Lu Chen D, Kraus Martin F, Potsaid Benjamin, Liu Jonathan J, Choi Woojhon, Jayaraman Vijaysekhar, Cable Alex E, Hornegger Joachim, Duker Jay S, Fujimoto James G
Department of Electrical Engineering and Computer Science and Research Laboratory of Electronics, Massachusetts Institute of Technology, Cambridge, MA, USA.
Department of Electrical Engineering and Computer Science and Research Laboratory of Electronics, Massachusetts Institute of Technology, Cambridge, MA, USA ; Pattern Recognition Lab and School of Advanced Optical Technologies, University Erlangen-Nuremberg, Erlangen, Germany.
Biomed Opt Express. 2013 Dec 20;5(1):293-311. doi: 10.1364/BOE.5.000293.

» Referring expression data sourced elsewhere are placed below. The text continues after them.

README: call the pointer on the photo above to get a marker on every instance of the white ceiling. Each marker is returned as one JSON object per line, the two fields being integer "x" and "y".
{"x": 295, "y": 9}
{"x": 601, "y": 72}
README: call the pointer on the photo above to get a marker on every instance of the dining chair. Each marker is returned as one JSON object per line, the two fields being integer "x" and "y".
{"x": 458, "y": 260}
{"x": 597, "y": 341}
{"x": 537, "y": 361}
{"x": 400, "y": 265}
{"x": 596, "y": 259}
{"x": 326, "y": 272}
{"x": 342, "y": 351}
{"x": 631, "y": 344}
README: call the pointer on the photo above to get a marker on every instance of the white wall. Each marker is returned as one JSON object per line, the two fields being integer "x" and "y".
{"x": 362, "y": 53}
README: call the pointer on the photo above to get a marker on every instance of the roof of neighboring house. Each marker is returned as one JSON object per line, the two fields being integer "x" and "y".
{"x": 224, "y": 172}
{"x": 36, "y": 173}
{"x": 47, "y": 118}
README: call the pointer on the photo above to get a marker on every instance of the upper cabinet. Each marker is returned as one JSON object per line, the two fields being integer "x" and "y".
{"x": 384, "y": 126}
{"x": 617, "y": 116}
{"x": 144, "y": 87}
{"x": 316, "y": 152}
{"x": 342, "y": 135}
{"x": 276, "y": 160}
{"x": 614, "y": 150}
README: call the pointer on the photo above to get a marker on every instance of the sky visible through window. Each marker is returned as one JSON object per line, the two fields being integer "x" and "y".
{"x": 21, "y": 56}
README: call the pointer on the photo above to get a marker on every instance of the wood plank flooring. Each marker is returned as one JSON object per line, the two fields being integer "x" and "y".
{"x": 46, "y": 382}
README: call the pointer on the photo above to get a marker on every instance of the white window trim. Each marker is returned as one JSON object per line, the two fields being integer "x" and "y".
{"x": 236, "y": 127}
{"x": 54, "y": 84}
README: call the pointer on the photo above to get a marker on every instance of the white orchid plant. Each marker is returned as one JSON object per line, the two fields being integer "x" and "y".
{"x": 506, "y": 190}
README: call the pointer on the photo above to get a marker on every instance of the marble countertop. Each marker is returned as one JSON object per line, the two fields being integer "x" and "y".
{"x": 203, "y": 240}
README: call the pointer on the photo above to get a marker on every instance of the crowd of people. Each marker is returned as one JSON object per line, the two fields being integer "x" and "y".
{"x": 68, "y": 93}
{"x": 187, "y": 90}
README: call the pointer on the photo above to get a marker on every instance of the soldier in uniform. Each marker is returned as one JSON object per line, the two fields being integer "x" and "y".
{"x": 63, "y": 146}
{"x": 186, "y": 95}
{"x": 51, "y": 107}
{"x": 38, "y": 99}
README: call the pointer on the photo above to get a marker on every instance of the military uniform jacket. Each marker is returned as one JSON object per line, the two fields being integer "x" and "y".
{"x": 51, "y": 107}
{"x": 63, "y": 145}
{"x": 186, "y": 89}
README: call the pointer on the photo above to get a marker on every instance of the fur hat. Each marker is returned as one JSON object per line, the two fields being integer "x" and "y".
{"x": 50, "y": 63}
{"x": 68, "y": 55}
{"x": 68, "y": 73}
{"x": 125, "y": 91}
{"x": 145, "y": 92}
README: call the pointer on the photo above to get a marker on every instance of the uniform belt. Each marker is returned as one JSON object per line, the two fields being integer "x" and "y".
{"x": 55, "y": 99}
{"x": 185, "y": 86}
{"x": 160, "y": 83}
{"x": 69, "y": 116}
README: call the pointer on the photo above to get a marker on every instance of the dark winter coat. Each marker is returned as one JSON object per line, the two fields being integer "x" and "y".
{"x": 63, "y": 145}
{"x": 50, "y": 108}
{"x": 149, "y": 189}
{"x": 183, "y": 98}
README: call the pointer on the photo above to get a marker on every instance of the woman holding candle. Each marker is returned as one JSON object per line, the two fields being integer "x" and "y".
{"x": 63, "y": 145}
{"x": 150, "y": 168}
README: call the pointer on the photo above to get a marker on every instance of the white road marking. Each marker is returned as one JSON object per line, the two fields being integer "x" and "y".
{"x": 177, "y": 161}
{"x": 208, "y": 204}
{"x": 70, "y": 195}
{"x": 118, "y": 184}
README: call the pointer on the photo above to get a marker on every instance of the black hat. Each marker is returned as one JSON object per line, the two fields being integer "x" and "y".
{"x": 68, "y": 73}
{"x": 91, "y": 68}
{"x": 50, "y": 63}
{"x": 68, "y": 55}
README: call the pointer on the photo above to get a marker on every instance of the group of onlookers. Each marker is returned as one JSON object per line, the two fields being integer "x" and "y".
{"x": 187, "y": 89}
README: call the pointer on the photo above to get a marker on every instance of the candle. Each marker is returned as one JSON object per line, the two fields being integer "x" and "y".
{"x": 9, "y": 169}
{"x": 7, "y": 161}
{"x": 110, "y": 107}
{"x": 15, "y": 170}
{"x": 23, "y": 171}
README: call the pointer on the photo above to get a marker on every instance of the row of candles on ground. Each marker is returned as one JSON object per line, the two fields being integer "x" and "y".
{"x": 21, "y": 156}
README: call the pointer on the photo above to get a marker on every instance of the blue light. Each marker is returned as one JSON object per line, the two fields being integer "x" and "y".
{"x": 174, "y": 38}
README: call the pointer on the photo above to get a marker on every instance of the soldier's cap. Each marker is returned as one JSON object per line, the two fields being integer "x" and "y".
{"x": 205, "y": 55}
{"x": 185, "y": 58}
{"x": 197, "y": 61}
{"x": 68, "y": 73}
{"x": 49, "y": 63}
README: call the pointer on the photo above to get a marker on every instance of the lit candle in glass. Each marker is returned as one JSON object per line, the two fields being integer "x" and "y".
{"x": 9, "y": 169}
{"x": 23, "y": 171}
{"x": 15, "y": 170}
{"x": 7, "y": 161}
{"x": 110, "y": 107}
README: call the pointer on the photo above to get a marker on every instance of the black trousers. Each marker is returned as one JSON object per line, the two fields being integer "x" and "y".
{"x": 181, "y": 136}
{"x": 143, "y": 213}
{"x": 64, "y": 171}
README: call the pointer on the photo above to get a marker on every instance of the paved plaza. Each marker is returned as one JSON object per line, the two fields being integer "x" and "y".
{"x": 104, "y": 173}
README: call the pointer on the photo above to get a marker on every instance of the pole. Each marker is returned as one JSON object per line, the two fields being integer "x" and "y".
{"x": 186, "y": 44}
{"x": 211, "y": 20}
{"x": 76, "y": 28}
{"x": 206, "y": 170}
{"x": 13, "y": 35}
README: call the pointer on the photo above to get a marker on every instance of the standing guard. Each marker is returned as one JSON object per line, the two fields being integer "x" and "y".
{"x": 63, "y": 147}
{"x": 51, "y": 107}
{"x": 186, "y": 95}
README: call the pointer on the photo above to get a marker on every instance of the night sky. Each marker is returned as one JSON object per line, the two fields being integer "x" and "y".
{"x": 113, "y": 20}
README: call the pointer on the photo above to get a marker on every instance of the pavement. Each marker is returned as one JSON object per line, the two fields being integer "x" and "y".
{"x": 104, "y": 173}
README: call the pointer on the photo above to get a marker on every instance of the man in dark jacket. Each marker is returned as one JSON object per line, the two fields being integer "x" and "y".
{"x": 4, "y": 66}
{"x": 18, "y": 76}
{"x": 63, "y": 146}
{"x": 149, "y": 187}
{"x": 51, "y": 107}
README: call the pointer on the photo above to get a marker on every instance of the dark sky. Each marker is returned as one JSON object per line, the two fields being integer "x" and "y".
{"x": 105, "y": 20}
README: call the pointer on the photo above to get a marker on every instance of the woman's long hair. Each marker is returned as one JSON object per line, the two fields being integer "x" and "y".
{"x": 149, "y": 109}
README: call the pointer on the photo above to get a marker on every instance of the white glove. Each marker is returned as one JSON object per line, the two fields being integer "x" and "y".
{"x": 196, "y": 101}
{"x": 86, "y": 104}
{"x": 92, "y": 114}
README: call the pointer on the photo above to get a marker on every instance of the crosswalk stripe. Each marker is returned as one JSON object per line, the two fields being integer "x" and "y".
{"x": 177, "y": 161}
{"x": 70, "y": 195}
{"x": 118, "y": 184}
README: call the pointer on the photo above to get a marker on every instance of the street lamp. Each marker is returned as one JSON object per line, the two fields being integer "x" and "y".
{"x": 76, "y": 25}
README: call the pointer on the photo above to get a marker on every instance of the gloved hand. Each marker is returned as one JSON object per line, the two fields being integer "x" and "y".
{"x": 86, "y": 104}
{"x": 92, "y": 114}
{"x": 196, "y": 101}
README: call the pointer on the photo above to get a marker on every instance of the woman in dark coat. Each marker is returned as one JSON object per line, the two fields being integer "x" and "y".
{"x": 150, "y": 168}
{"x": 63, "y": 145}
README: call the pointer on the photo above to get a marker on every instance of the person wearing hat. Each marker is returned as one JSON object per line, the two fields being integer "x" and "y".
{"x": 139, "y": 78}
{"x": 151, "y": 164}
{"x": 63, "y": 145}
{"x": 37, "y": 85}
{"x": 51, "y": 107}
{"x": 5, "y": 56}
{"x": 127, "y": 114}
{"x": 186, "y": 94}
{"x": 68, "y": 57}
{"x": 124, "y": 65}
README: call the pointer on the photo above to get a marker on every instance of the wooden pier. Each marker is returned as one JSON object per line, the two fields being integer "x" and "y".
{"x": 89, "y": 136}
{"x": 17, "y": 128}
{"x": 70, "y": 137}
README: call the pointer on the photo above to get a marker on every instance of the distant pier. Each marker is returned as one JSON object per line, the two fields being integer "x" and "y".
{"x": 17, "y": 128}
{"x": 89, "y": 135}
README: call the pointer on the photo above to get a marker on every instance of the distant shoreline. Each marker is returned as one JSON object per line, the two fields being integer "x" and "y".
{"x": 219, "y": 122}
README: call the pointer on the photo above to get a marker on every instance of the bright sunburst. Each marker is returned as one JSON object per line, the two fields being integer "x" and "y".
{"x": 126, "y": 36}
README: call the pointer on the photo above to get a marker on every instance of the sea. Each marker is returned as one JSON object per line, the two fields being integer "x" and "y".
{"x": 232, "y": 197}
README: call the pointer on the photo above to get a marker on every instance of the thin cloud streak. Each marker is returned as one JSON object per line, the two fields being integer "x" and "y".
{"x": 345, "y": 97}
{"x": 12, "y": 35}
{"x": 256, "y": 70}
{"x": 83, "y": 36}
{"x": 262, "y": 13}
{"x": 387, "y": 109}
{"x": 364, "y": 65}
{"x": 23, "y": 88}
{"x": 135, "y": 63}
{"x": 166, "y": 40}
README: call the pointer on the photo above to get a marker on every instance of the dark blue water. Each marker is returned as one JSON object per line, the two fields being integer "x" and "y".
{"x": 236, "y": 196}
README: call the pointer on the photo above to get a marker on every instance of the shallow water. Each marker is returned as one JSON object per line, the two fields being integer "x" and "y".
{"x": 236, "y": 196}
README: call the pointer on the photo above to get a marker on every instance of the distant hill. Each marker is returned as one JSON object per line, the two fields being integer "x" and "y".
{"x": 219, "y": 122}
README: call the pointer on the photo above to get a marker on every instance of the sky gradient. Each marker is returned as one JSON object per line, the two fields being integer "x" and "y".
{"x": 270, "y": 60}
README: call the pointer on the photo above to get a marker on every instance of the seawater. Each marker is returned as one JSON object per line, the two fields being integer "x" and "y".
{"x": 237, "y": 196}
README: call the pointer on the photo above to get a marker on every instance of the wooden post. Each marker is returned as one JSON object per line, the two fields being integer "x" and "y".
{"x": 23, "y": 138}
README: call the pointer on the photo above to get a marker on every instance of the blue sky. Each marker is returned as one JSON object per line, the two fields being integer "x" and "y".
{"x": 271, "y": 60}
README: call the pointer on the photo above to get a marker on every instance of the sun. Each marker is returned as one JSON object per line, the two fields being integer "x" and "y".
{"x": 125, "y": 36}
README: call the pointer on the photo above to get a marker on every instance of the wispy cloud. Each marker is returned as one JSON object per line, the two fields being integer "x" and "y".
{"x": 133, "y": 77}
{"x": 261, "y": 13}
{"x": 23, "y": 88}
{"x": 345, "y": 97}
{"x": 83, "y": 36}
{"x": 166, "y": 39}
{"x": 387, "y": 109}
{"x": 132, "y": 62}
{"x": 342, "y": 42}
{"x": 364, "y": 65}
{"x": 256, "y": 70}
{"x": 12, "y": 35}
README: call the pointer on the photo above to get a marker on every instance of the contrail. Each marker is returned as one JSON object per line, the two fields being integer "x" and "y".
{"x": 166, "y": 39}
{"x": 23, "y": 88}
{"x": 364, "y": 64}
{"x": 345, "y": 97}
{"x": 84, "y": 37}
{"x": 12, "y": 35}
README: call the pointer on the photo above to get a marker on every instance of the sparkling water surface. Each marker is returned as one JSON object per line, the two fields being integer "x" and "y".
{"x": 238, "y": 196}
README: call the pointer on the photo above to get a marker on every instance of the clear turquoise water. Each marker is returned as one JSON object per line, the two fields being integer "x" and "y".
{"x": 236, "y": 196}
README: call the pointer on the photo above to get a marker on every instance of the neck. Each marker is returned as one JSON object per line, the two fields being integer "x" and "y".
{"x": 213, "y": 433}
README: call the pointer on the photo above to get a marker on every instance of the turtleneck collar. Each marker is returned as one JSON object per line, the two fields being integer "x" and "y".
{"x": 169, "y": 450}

We developed an ultrahigh speed, handheld swept source optical coherence tomography (SS-OCT) ophthalmic instrument using a 2D MEMS mirror. A vertical cavity surface-emitting laser (VCSEL) operating at 1060 nm center wavelength yielded a 350 kHz axial scan rate and 10 µm axial resolution in tissue. The long coherence length of the VCSEL enabled a 3.08 mm imaging range with minimal sensitivity roll-off in tissue. Two different designs with identical optical components were tested to evaluate handheld OCT ergonomics. An iris camera aided in alignment of the OCT beam through the pupil and a manual fixation light selected the imaging region on the retina. Volumetric and high definition scans were obtained from 5 undilated normal subjects. Volumetric OCT data was acquired by scanning the 2.4 mm diameter 2D MEMS mirror sinusoidally in the fast direction and linearly in the orthogonal slow direction. A second volumetric sinusoidal scan was obtained in the orthogonal direction and the two volumes were processed with a software algorithm to generate a merged motion-corrected volume. Motion-corrected standard 6 x 6 mm(2) and wide field 10 x 10 mm(2) volumetric OCT data were generated using two volumetric scans, each obtained in 1.4 seconds. High definition 10 mm and 6 mm B-scans were obtained by averaging and registering 25 B-scans obtained over the same position in 0.57 seconds. One of the advantages of volumetric OCT data is the generation of en face OCT images with arbitrary cross sectional B-scans registered to fundus features. This technology should enable screening applications to identify early retinal disease, before irreversible vision impairment or loss occurs. Handheld OCT technology also promises to enable applications in a wide range of settings outside of the traditional ophthalmology or optometry clinics including pediatrics, intraoperative, primary care, developing countries, and military medicine.
我们开发了一种使用二维微机电系统(MEMS)镜的超高速手持式扫频源光学相干断层扫描(SS-OCT)眼科仪器。中心波长为1060 nm的垂直腔面发射激光器(VCSEL)在组织中产生了350 kHz的轴向扫描速率和10 µm的轴向分辨率。VCSEL的长相干长度在组织中实现了3.08 mm的成像范围,且灵敏度下降最小。测试了两种具有相同光学组件的不同设计,以评估手持式OCT的人体工程学。虹膜相机有助于使OCT光束穿过瞳孔对准,手动固定光选择视网膜上的成像区域。从5名未散瞳的正常受试者获得了体积扫描和高分辨率扫描。通过在快速方向上正弦扫描直径2.4 mm的二维MEMS镜并在正交的慢速方向上线性扫描来采集体积OCT数据。在正交方向上获得第二次体积正弦扫描,并使用软件算法处理这两个体积以生成合并的运动校正体积。使用两次体积扫描生成运动校正的标准6×6 mm²和宽视野10×10 mm²体积OCT数据,每次扫描在1.4秒内完成。通过对在0.57秒内在同一位置获得的25次B扫描进行平均和配准,获得了10 mm和6 mm的高分辨率B扫描。体积OCT数据的优点之一是生成具有与眼底特征配准的任意横截面B扫描的正面OCT图像。这项技术应能在不可逆的视力损害或丧失发生之前,实现筛查应用以识别早期视网膜疾病。手持式OCT技术还有望在传统眼科或验光诊所之外的广泛环境中实现应用,包括儿科、术中、初级保健、发展中国家和军事医学。